Facebook/Safe Haven Pet Sanctuary Inc.

Tuttavia, dopo aver frequentato per qualche tempo il Safe Haven Pet Sanctuary, l’uomo ha iniziato ad andare ogni giorno a fare compagnia ai suoi amici a quattro zampe, i quali, a differenza di altri gattili, non vivono nelle gabbie ed hanno la possibilità di stare liberamente in una struttura che è arredata come il soggiorno di una normale casa.

Facebook/Safe Haven Pet Sanctuary Inc.

Di fatto, Terry si sente talmente a proprio agio con i gattini che, ogni giorno, dopo averli spazzolati e dopo averli coccolati si addormenta insieme a loro su uno dei divani presenti nella struttura. Agli altri volontari ed ai responsabili di Safe Haven Pet Sanctuary non infastidisce affatto questa abitudine, al contrario, sono felici che i gattini possano dormire insieme al loro adorato nonno.

Facebook/Safe Haven Pet Sanctuary Inc.

Qualche tempo fa, per elogiare il lavoro di Terry, i responsabili del rifugio hanno fatto un post sulla loro pagina Facebook scrivendo: “Siamo così fortunati ad avere un essere umano come lui.
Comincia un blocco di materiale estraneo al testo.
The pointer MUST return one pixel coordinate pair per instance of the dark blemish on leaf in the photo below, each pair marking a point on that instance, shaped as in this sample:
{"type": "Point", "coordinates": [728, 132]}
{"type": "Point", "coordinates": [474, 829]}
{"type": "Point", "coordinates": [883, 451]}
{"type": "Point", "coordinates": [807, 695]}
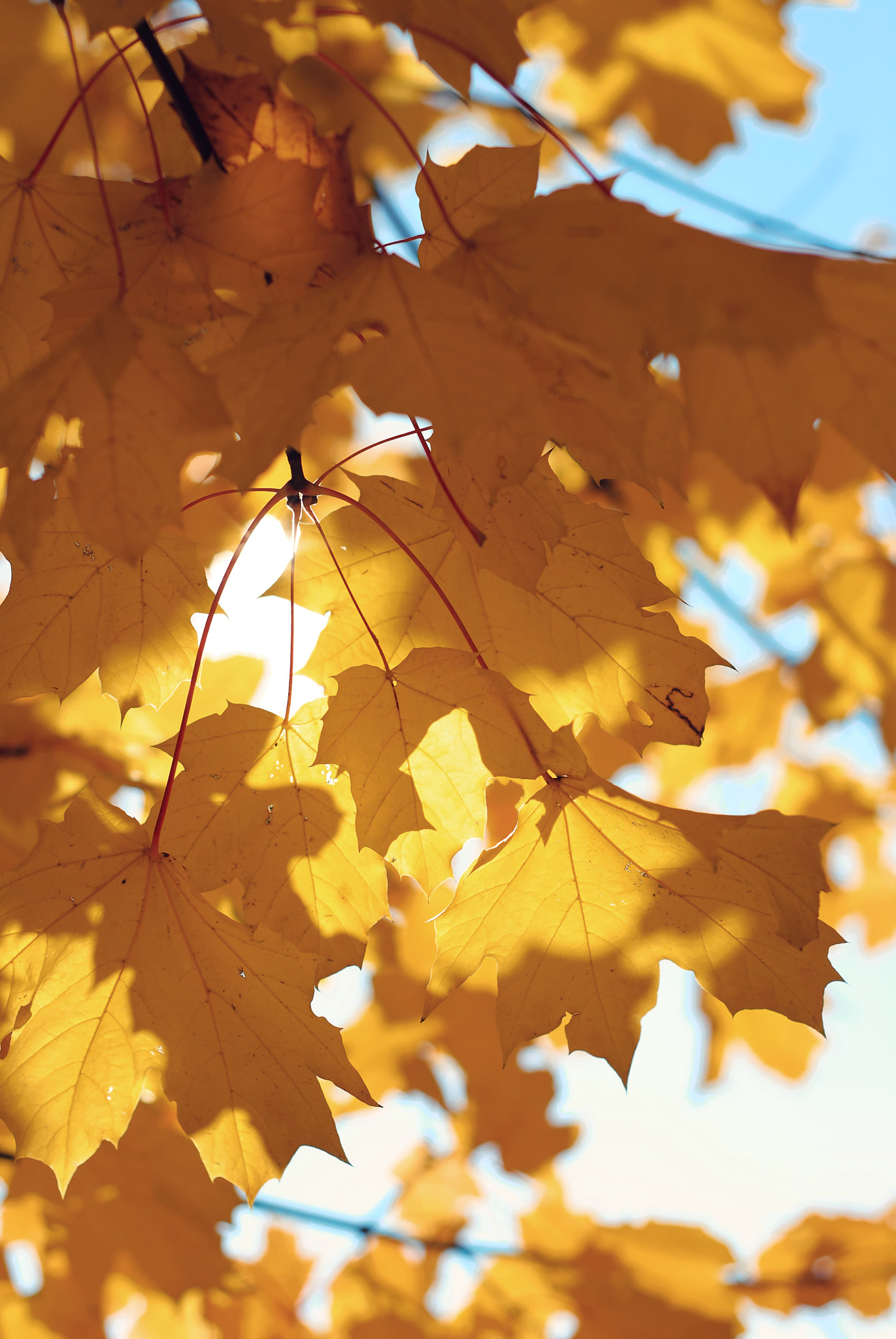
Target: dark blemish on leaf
{"type": "Point", "coordinates": [681, 715]}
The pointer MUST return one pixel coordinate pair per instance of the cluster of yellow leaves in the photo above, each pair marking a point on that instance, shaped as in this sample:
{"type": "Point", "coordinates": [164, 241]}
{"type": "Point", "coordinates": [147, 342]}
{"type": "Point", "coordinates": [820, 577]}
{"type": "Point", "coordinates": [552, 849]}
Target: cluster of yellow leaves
{"type": "Point", "coordinates": [496, 647]}
{"type": "Point", "coordinates": [140, 1230]}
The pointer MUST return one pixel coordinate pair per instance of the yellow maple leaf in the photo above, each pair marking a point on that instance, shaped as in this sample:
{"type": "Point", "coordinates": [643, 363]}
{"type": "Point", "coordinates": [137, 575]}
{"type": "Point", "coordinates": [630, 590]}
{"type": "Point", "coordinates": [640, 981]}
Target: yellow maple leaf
{"type": "Point", "coordinates": [825, 1258]}
{"type": "Point", "coordinates": [144, 409]}
{"type": "Point", "coordinates": [614, 885]}
{"type": "Point", "coordinates": [114, 966]}
{"type": "Point", "coordinates": [378, 720]}
{"type": "Point", "coordinates": [252, 806]}
{"type": "Point", "coordinates": [78, 607]}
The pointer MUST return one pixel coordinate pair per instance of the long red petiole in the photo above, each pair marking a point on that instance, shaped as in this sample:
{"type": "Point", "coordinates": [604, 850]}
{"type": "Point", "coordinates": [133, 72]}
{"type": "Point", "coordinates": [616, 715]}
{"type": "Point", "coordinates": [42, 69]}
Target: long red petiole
{"type": "Point", "coordinates": [474, 531]}
{"type": "Point", "coordinates": [351, 595]}
{"type": "Point", "coordinates": [406, 140]}
{"type": "Point", "coordinates": [522, 102]}
{"type": "Point", "coordinates": [191, 692]}
{"type": "Point", "coordinates": [224, 493]}
{"type": "Point", "coordinates": [436, 587]}
{"type": "Point", "coordinates": [343, 497]}
{"type": "Point", "coordinates": [292, 620]}
{"type": "Point", "coordinates": [361, 452]}
{"type": "Point", "coordinates": [159, 175]}
{"type": "Point", "coordinates": [97, 74]}
{"type": "Point", "coordinates": [89, 122]}
{"type": "Point", "coordinates": [550, 129]}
Terry è arrivato, si è presentato ed ha detto che ogni tanto gli sarebbe piaciuto spazzolare i gatti. Alla fine, ha iniziato a venire tutti i giorni. Spazzola tutti i gatti e conosce molto bene le preferenze ed i gusti di ognuno di loro. Inoltre, si addormenta accidentalmente quasi tutti i giorni. Non è un problema, anzi, i gatti hanno bisogno anche di questo! Terry è un volontario meraviglioso“.

Facebook/Safe Haven Pet Sanctuary Inc.

Durante un’intervista Terry ha raccontato che: “Ho sempre amato i gatti, ma non ne ho mai avuto uno. Però quando sono andato in pensione ho deciso di fare qualcosa di utile e divertente. Ho iniziato in altri rifugi, ma questo lo preferisco perché i gatti non sono nelle gabbie e sono liberi di essere accuditi in un ambiente amichevole“.

Facebook/Safe Haven Pet Sanctuary Inc.

Dopo aver reso nota la storia dell’uomo su Facebook, gli utenti sono letteralmente impazziti per “Nonno gatto” e quando i responsabili gli hanno detto quanti commenti positivi e like aveva ricevuto, lui ha semplicemente detto che sarebbe bello se ognuna di queste persone potesse fare una donazione per la loro causa.